The acquisition presents a risk of dilution of ownership of the acquiring company. If only part of Healthcare Waste Solutions is acquired, the level of control of the existing shareholders of Stericycle will be reduced substantially. This may reduce the earnings per share and the level of dividends per share. Shareholders in the company may feel that the company no longer presents a viable investment opportunity and disinvest from the company (Coyle 2000). The reputation of the company in the stock market may be lowered and the company would need to perform excellently in the next few periods to regain the confidence of investors. Such a performance may not be possible, especially considering that benefits of acquisitions are usually felt after the long term and cannot be achieved within a period of one or two years.
The risk perception of an acquisition by a company may not be favorable. Investors in the stock market may feel that the company has acquired more risk through the acquisition and thus its risk classification changes. Investors will be demanding a higher return for their investments due to the perceived increased risk. The share price of the company in the stock market will thus be affected and the reputation of the company lowered due to the acquisition (Coyle 2000). The changes in the market share price of a company will result in the reduction of the company’s market value, and although it may not have a direct implication on the operations of the company, it will adversely affect the company’s ability to attract financing for its projects due to the increased perceived risk.
The payment for the acquisition may also be a downside to the acquisition. If the payment is not made in stock or debt but is made in cash, the company will require a large cash outlay to cover the cost. This may impact on the liquidity of the firm and the company will bear an increased bankruptcy risk. Such a risk usually impacts on the operations of the business since both short term and long term creditors require a high amount of return for their investments in the company. This increased bankruptcy risk results in higher costs of financing for the company. Such an increased bankruptcy risk also will erode the returns attributable to common stockholders in the company (Straub 2007). This bankruptcy risk will also adversely affect company’s ability to attract financing for its projects.
In conclusion, all the advantages and disadvantages of the acquisition of the company mentioned above need to be put in to considerations by weighing them relative to each other. The risks accompanying the acquisition of the company need to be checked one at time and a possible solution drawn to each one of them. These will help the company to prepare in advance for any challenge that may arise after the acquisition and hence maintain the company at its best in the business.

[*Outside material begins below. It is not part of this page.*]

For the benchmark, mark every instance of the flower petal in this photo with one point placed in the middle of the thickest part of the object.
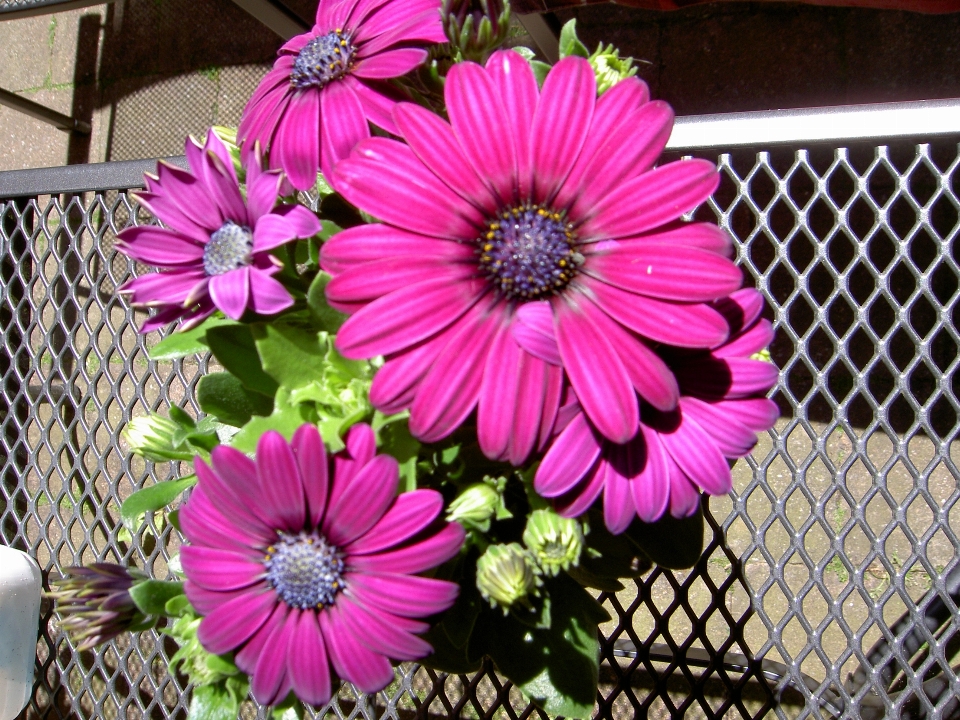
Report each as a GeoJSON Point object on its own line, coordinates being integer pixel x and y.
{"type": "Point", "coordinates": [308, 665]}
{"type": "Point", "coordinates": [597, 374]}
{"type": "Point", "coordinates": [560, 124]}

Cartwright, S. & Schoenberg, R. (2006). Thirty Years of Mergers and Acquisitions Research: Recent Advances and Future Opportunities. British Journal of Management,17 (1),1–5.
Coyle, B. (2000). Mergers and Acquisitions. Chicago, IL: Fitzray Deaborn Publishers.
DePamphilis, D. (2008). Mergers, Acquisitions, and Other Restructuring Activities. New York: Elsevier, Academic Press.
Miller, E. L. (2008). Mergers and Acquisitions: a step by step practical guide. Hoboken, NJ: John Wiley & Sons Inc.
Straub, T. (2007). Reasons for frequent failure in Mergers and Acquisitions: A comprehensive analysis. Wiesbaden: Deutscher Universitätsverlag.